Associate and Dissociate Tokens
Before an account can hold a token balance, it must associate with that token. Association provisions a storage slot on the account and increases its ongoing renewal cost, which is why the account itself (not the token admin) must sign.
Accounts with AutoAssociationLimit > 0 can skip this step — the first incoming transfer auto-associates. But explicit association is more predictable and avoids surprise fees.
Associate a single token
// The account's signing key must authorize this.
// Argument order: (account, token) — NOT (token, account).
var receipt = await client.AssociateTokenAsync(account, token);
Console.WriteLine($"Status: {receipt.Status}");
Important
AssociateTokenAsync takes (account, token).
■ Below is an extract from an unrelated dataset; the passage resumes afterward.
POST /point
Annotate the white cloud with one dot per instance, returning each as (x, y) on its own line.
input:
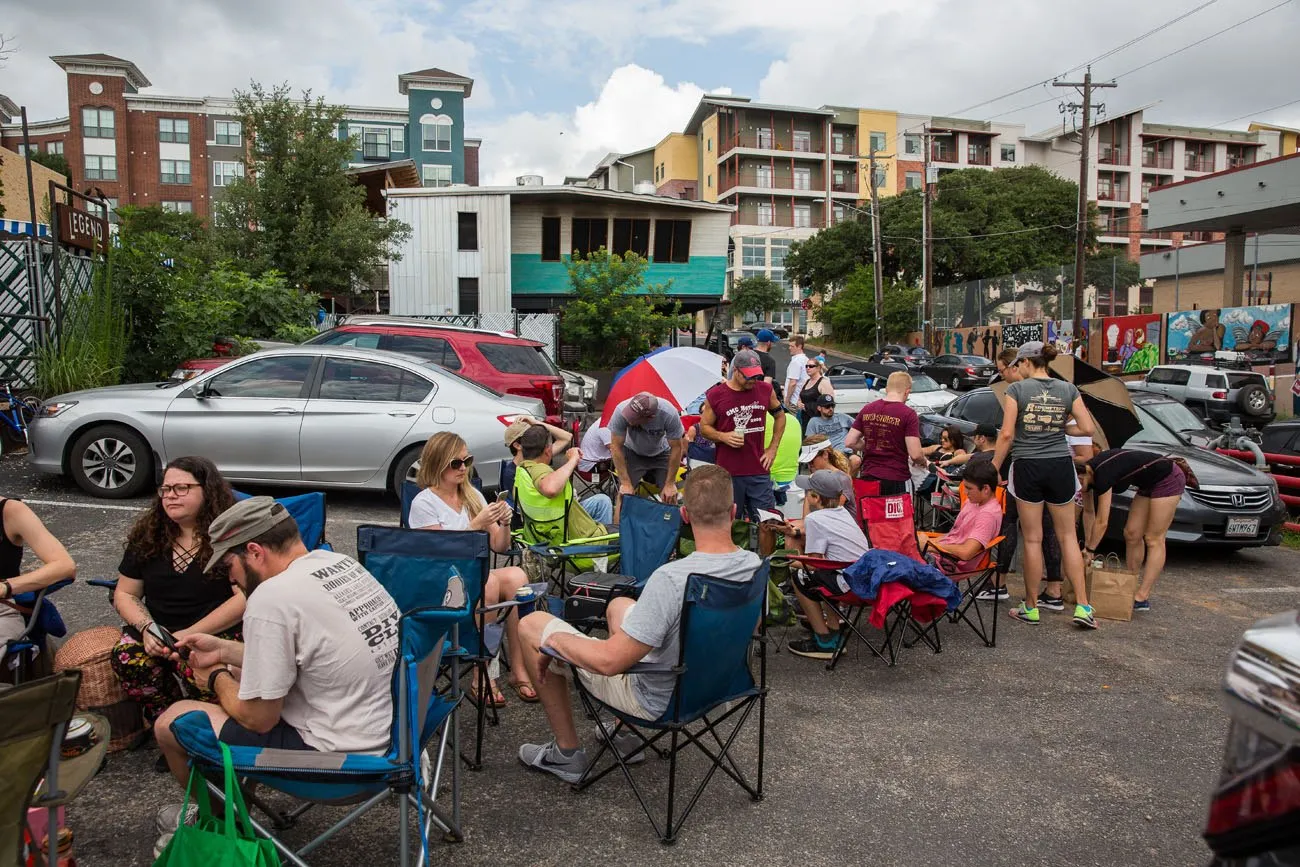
(635, 109)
Its counterpart DissociateTokenAsync takes (token, account) — the argument order is reversed. This is a known inconsistency in the SDK API.
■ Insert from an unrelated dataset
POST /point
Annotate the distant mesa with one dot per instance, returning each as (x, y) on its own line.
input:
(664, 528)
Associate multiple tokens at once
var receipt = await client.AssociateTokensAsync(new AssociateTokenParams
{
Account = account,
Tokens = new[] { token1, token2, token3 }
});
One transaction, one fee — cheaper than three separate associations.
Dissociate
Dissociating removes the token-balance storage slot. The account must hold a zero balance of the token before dissociating; otherwise the network rejects the transaction.
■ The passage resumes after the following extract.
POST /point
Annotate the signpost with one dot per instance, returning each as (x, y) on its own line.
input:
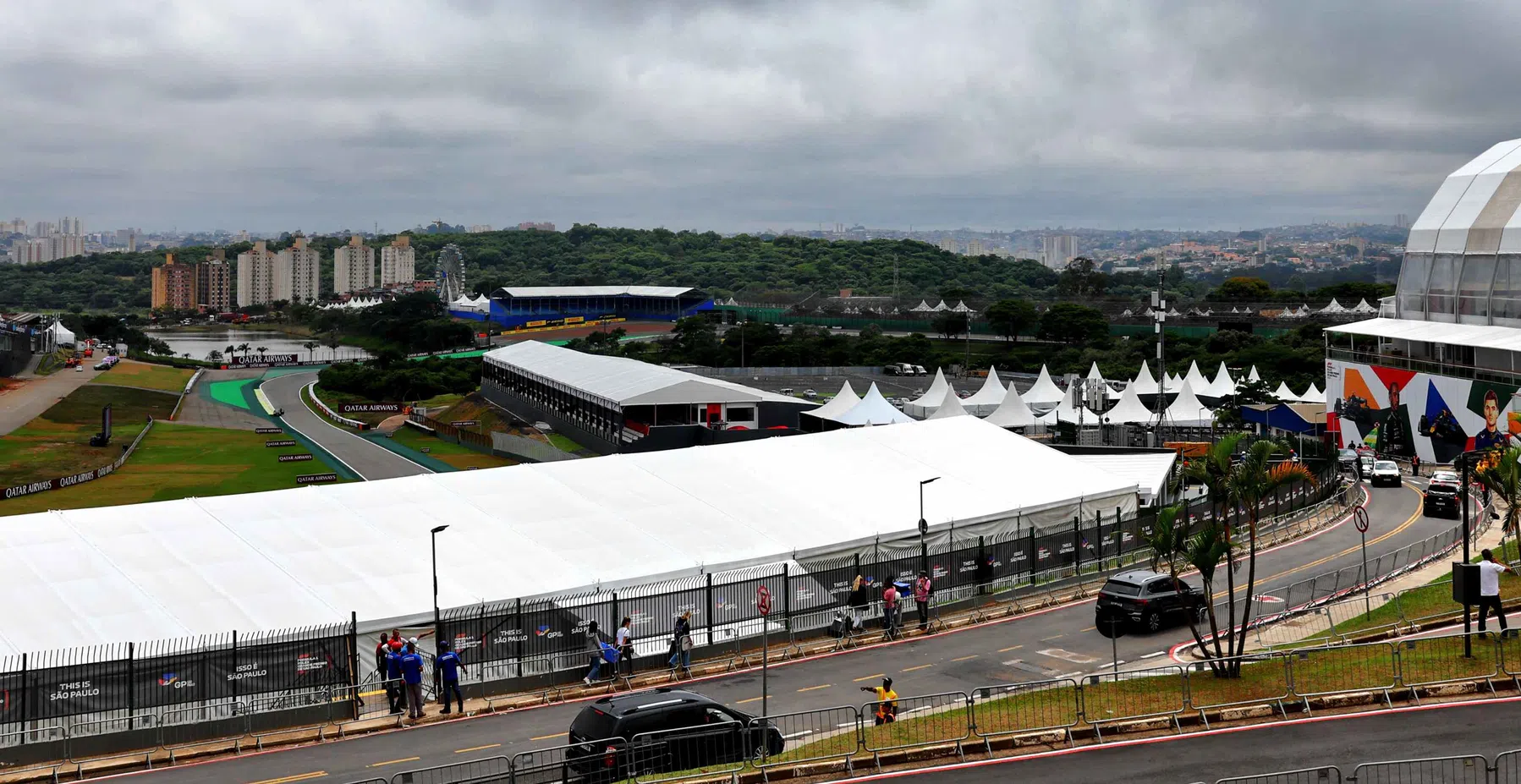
(764, 605)
(1360, 520)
// Argument order: (token, account) — opposite of AssociateTokenAsync.
var receipt = await client.DissociateTokenAsync(token, account);
To return a non-zero balance to the treasury before dissociating, use RelinquishTokenAsync.
Key points
- Association is per-account, per-token. An account associated with Token A can receive Token A but not Token B until it also associates with B.
- NFT collections use the same mechanism — associate with the collection's token ID to receive any serial from that collection.
AutoAssociationLimitonCreateAccountParamsorUpdateAccountParamscontrols how many tokens can auto-associate without an explicit transaction.